On probabilities I did not find that anything stood in favour of the Respondent in seeking to indirectly remove his suspension. Neither was he able to fight the prayers in the notice of motion which were based on the suspension. It was because he did not have any good grounds.

I had one remark to make. It was in connection to the nature or behaviour of some officials of the Second Applicant which showed that they were complete strangers to the truth. I need not now point to specific document except that which was amply shown by Mr. Mahlakeng. It appeared that the President of the said Applicant was the chief culprit. He is in the habit of committing errors of getting involved in contradicting decisions which would amount to perjury if they were made under oath. He was seen to be in one document (contrary to Respondent's suspension) and in another document seeking to remove that suspension by telling a blatant untruth the National Executive Committee had not sat to decide the Respondents' suspension. Again he appended his signature to the letter of the 20th August 2000 which recorded mat the Executive Committee had instructed Mr. Moeko (Respondent) to resume his duties (having been suspended) as if that had been the decision of the Central Committee. He went on to sign to the letter that


spoke about withdrawal of the case from the High Curt whereas the true position, as appeared in the said Attorneys letter of the 17th August 2000, was to postpone the proceedings of the Central Committee and not to withdraw the case.

In conclusion my understanding was that the suspension of the Respondent had been valid. Furthermore it was premised on a resolution of the National Executive Committee as aforesaid, there being a need to charge the Respondent or remove that suspension if the Central Committee saw fit to do so. My order was that the Respondent should be charged and brought before Committee within thirty (30) days if he was charged. The suspension would stand in the meantime. The suspension could only be effective if it was complied with hence the prayers in the notice of motion.
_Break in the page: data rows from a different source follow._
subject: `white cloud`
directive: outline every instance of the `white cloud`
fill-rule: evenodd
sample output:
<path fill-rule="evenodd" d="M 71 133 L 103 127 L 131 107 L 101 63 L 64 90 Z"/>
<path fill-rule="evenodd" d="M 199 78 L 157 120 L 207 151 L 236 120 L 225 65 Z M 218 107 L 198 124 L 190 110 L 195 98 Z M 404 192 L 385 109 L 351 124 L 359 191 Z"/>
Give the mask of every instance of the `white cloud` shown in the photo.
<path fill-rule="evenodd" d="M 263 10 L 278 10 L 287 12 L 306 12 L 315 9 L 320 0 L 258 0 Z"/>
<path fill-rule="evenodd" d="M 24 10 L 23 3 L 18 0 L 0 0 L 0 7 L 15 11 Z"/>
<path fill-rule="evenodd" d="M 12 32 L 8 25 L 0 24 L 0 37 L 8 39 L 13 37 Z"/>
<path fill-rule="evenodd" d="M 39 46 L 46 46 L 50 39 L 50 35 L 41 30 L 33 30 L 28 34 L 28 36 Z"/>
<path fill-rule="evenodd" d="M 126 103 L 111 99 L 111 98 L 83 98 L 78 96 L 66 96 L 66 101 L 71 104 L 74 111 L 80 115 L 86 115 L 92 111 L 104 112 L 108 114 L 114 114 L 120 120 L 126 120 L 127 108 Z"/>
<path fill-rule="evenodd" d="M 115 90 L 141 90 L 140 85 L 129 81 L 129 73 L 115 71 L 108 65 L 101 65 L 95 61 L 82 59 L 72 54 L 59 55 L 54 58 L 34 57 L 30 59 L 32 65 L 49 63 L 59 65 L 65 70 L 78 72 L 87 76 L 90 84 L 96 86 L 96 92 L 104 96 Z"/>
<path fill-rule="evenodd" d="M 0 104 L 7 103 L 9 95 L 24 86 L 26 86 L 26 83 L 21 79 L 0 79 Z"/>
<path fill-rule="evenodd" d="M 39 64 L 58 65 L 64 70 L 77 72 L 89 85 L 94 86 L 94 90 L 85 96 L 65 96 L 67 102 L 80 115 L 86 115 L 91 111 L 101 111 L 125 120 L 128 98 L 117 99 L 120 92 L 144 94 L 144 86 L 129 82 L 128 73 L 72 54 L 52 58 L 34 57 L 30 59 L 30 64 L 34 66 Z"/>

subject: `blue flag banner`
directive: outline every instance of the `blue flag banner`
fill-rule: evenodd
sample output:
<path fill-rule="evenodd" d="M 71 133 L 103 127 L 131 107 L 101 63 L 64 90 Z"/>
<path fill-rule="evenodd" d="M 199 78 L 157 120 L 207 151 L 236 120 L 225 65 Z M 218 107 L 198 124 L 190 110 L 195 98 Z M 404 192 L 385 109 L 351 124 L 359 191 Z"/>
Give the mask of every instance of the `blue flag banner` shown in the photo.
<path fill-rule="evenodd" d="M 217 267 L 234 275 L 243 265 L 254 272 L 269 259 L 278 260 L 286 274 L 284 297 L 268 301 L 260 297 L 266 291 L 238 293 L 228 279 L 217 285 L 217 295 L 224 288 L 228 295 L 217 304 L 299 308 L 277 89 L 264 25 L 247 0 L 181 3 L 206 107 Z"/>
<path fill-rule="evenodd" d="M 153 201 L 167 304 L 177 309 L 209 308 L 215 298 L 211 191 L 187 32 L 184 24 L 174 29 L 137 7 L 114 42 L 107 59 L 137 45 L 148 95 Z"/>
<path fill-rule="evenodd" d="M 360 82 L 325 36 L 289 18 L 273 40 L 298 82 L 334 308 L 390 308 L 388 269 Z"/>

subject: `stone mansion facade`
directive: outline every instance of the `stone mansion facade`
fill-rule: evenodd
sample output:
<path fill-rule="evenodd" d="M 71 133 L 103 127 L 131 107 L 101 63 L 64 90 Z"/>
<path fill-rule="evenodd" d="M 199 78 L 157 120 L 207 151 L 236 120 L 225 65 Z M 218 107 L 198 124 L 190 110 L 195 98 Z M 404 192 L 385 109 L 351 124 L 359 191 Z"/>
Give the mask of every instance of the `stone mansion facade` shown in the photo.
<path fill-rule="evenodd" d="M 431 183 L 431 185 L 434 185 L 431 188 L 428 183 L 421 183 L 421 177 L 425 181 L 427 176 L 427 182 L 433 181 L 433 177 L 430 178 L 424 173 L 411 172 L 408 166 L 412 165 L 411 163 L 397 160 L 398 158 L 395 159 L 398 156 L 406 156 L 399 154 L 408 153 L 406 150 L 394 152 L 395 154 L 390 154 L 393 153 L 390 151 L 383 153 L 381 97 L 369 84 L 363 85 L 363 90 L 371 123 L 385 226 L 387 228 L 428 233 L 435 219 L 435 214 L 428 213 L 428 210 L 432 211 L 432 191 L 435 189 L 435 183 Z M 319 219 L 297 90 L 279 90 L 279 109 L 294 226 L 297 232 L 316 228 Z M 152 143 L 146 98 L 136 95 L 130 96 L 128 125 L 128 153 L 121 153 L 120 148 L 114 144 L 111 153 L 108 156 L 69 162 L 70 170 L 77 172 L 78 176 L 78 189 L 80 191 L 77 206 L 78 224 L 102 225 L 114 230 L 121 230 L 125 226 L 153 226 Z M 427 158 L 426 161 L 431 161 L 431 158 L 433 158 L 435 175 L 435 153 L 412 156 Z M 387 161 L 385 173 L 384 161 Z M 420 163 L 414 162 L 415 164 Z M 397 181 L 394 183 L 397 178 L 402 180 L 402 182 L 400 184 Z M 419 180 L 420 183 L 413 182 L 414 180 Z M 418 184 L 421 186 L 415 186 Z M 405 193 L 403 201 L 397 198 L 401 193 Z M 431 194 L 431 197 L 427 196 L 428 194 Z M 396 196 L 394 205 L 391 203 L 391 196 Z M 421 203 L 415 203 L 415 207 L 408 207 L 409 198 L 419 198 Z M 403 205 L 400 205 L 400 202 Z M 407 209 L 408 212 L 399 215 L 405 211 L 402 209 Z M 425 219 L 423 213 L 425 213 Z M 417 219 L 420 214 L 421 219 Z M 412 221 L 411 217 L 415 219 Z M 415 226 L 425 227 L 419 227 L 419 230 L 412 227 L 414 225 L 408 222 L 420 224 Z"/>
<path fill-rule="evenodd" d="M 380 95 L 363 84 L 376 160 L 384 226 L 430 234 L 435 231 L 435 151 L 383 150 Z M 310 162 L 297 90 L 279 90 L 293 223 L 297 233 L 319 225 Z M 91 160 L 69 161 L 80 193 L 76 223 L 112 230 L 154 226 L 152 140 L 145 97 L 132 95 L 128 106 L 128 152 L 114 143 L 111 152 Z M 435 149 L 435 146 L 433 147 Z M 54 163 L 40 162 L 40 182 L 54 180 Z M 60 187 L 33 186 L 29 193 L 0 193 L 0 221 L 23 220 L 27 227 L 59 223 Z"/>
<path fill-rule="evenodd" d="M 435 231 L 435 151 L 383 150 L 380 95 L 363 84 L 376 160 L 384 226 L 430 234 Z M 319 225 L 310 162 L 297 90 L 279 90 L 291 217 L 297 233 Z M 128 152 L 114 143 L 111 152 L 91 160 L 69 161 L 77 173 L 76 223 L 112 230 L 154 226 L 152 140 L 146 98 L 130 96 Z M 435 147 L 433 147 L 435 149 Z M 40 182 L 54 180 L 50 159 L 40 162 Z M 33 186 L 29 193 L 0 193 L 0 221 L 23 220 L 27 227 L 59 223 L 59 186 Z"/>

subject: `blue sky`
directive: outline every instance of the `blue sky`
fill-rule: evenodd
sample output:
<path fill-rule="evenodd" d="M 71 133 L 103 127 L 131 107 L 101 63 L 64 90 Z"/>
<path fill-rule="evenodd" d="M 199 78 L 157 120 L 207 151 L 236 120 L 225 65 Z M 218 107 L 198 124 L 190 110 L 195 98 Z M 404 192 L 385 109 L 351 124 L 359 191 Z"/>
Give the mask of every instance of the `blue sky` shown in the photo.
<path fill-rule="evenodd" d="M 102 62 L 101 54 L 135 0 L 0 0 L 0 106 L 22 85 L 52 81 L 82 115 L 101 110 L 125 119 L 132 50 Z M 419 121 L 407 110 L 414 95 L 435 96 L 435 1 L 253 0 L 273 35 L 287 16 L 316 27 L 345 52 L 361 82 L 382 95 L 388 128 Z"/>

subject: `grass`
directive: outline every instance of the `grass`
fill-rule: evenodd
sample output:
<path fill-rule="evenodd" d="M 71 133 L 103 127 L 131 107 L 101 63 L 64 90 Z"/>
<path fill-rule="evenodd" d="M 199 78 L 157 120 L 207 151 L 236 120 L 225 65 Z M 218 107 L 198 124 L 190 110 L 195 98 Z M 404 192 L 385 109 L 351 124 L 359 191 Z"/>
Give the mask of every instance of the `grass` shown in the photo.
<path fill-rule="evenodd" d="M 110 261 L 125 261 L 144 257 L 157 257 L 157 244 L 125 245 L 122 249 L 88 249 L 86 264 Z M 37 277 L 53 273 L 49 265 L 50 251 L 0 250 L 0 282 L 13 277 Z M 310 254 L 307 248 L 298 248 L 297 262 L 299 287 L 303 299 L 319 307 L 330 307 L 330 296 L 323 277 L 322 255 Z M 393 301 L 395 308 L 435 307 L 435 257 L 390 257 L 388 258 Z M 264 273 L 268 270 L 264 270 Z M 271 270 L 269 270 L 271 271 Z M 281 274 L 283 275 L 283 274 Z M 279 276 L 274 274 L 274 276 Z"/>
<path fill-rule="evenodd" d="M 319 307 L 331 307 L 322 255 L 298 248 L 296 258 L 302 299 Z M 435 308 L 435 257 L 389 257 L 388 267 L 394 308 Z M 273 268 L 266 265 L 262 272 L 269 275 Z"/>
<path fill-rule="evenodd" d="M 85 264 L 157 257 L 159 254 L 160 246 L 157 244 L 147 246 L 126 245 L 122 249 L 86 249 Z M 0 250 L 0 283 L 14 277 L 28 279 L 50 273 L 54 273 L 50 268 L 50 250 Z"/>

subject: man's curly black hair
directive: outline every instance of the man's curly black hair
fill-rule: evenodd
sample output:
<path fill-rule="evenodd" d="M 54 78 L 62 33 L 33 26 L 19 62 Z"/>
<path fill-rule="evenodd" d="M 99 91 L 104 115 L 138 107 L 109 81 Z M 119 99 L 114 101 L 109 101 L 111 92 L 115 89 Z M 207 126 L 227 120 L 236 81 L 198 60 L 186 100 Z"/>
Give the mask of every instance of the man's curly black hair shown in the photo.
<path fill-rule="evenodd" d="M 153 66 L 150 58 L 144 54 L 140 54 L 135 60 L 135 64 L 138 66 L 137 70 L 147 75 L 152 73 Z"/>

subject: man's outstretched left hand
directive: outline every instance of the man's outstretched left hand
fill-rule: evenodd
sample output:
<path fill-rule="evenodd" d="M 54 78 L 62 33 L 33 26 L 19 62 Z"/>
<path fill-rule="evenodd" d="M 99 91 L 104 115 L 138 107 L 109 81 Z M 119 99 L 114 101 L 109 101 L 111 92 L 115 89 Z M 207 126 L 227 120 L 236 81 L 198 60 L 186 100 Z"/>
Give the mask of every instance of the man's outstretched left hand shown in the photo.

If suspensions are disregarded, as it is alleged Respondent did, there will be indiscipline, disorganisation and chaos in every association in this country. It is a good policy and is in pursuit of good order to be fostered that lawful orders or decisions of associations acting in their committees should not be flouted with impunity. I have found as proved serious circumstances and mischief on the part of the Respondent which call for the validation of the suspension and granting the prayers in the notice of motion. I do this with an award of costs to the Applicants.

I also issued out a warning. It was that Orders of the Court were to be obeyed and complied with. Be they temporary or final. I surely will not take it lightly that the Respondent is reputed to have gone against the interim order. He can be assured that proper action will be taken in appropriate circumstances. Prayers 1, 2 (a) (b) (c) and (d) of the notice of motion were granted.